It is essential to have a thorough understanding of the following concepts:

In the Java implementation, Value and Generator classes are defined by GraphicalModelNode. Also see https://linguaphylo.github.io/programming/2020/09/22/linguaphylo-for-developers.html

LPhy data type

LPhy is a dynamic typing language. Therefore, as a developer, you need to understand how the data type is handled. For example,

  • All actual values are wrapped in the Value class, there are few classes inherit it, such as RandomVariable.

You need to use the method .value() to retrieve the actual value, and .getType() to get its data type.

Although we have already implemented some commonly used data types in LPhy, developers may still need to implement new LPhy data types for certain new generators.

LPhy data type is not sequence type

You may encounter many different "data types" in LPhy or BEAST. Please do not confuse these with sequence types. In LPhy, data types are specifically defined for the LPhy language. For example, they can be Double, Integer, Taxa, Alignment, or TimeTree.

However, any "data type" classes that inherit from JEBL SequenceType do not fall under this concept. These classes define the type of sequences.

Write your LPhy object in Java

Generative distribution

It is a Java interface to represent all types of generative distributions, such as probability distributions, tree generative distributions (e.g. Birth-death, Coalescent), and PhyloCTMC generative distributions.

To write your own generative distribution, you need to follow these steps:

  1. Design your LPhy script first, for example, Θ ~ LogNormal(meanlog=3.0, sdlog=1.0);.

  2. Create a Java class (e.g. LogNormal.java) to implement GenerativeDistribution.

Look at the example LogNormal.java. A few things are required:

  • Define its LPhy name by the annotation @GeneratorInfo for the overwritten method RandomVariable<Double> sample().

    name = "LogNormal" will allow the parser to parse it in a LPhy code into this Java object.

  • Define the arguments for this distribution using the annotation @ParameterInfo inside the constructor.

    name = "meanlog" declares one of the arguments as "meanlog". This is also referred to as a named argument. Following the annotation, you need to declare the Java argument for this constructor, which must be a Value, such as Value<Number> M. We use Number so that this input can accept integer values. To make an argument optional, simply add optional = true.

  • Define the data type, e.g.

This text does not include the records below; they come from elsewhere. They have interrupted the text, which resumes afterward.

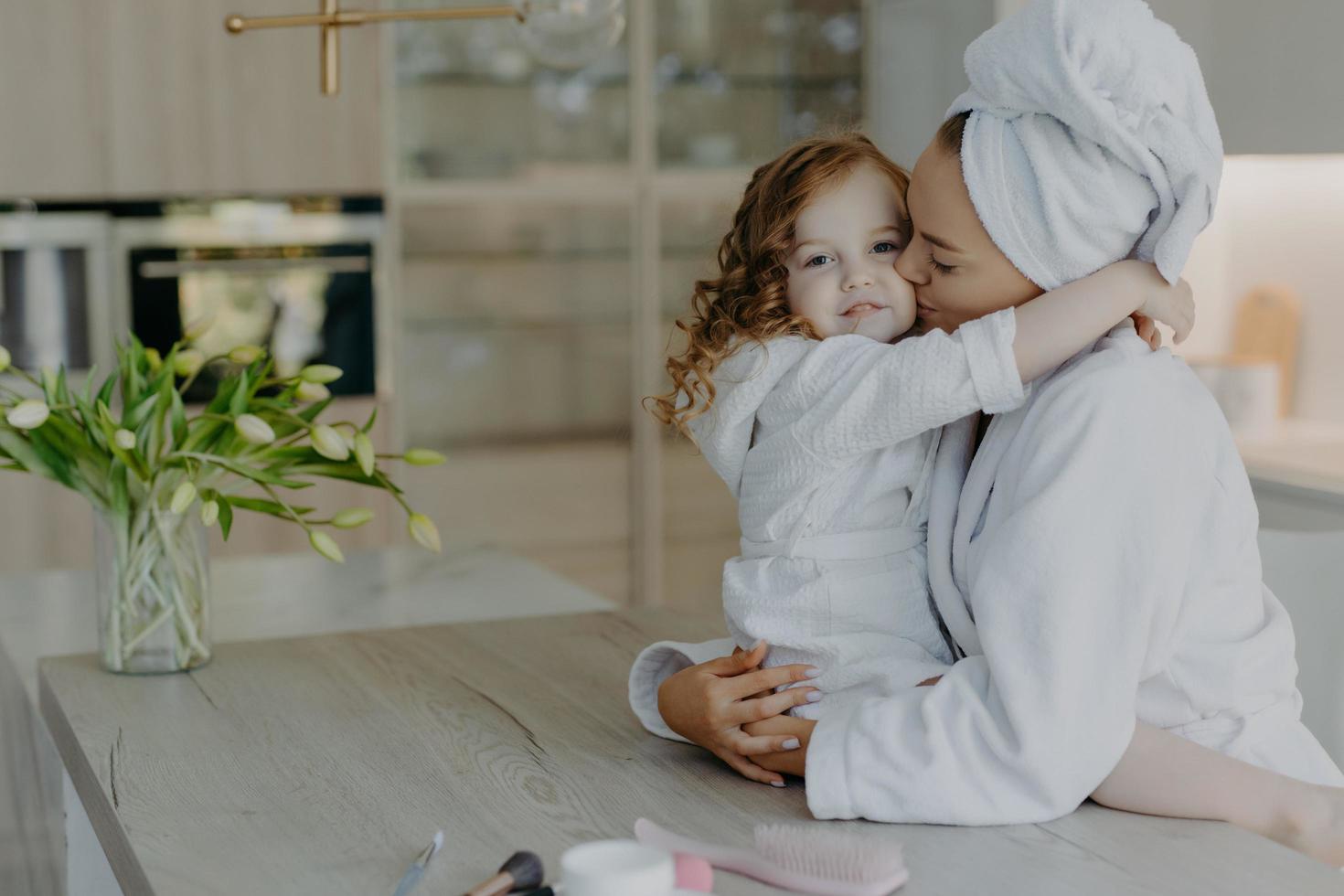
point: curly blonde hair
(748, 301)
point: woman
(1095, 559)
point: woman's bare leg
(1164, 774)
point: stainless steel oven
(299, 281)
(54, 289)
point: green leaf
(140, 412)
(223, 395)
(17, 449)
(51, 457)
(348, 472)
(105, 392)
(62, 389)
(177, 418)
(238, 403)
(226, 517)
(163, 400)
(89, 380)
(314, 410)
(261, 506)
(119, 495)
(254, 475)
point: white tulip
(365, 453)
(182, 497)
(425, 532)
(320, 374)
(352, 517)
(325, 546)
(254, 430)
(28, 414)
(188, 361)
(329, 443)
(311, 392)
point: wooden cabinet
(152, 97)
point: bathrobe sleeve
(1074, 583)
(857, 395)
(659, 661)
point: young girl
(806, 391)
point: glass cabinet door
(735, 83)
(517, 200)
(514, 209)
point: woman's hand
(709, 704)
(1171, 304)
(792, 762)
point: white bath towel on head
(1090, 139)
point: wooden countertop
(1300, 454)
(323, 764)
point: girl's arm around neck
(1057, 325)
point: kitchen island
(322, 764)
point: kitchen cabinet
(125, 98)
(549, 228)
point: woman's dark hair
(951, 133)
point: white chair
(1306, 570)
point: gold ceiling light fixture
(563, 34)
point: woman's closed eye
(938, 266)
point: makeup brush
(522, 870)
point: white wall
(1280, 219)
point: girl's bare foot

LogNormal extends ParametricDistribution<Double> implements GenerativeDistribution1D<Double>, where Double replaces T and must be consistent with the returned type RandomVariable<Double> sample().

  • Implement the method RandomVariable<...> sample() which should sample a value from this distribution and then wrap it into RandomVariable.

  • Correctly implement both methods Map<String, Value> getParams() and setParam(String paramName, Value value), otherwise, it will fail when re-sampling values from the probabilistic graphical model represented by an LPhy script using this distribution.

  1. Register the distribution to SPI.

The SPI registration class for generative distributions is located at the Java package named as *.spi, for example, lphy.base.spi.LPhyBaseImpl, or phylonco.lphy.spi.PhyloncoImpl.
You can simply add your class into the list returned by the method List<Class<? extends GenerativeDistribution>> declareDistributions(). Here is the example in LPhyBaseImpl.

Please note the LPhy code will only function properly after the distribution class is registered. Therefore, it is acceptable to commit incomplete LPhy object during development (to avoid painful merges) without registering it, provided it compiles and is not included in any published unit tests.

Deterministic function

It is an abstract class and extends BasicFunction.

To write your own deterministic function, you need to follow the similar steps:

  1. Design your LPhy script first, for example, Q = hky(kappa=κ, freq=π).

  2. Create a Java class (e.g. HKY.java) to extend DeterministicFunction.

Look at the example HKY.java. A few things are required:

  • Define its LPhy name by the annotation @GeneratorInfo for the overwritten method Value<Double[][]> apply().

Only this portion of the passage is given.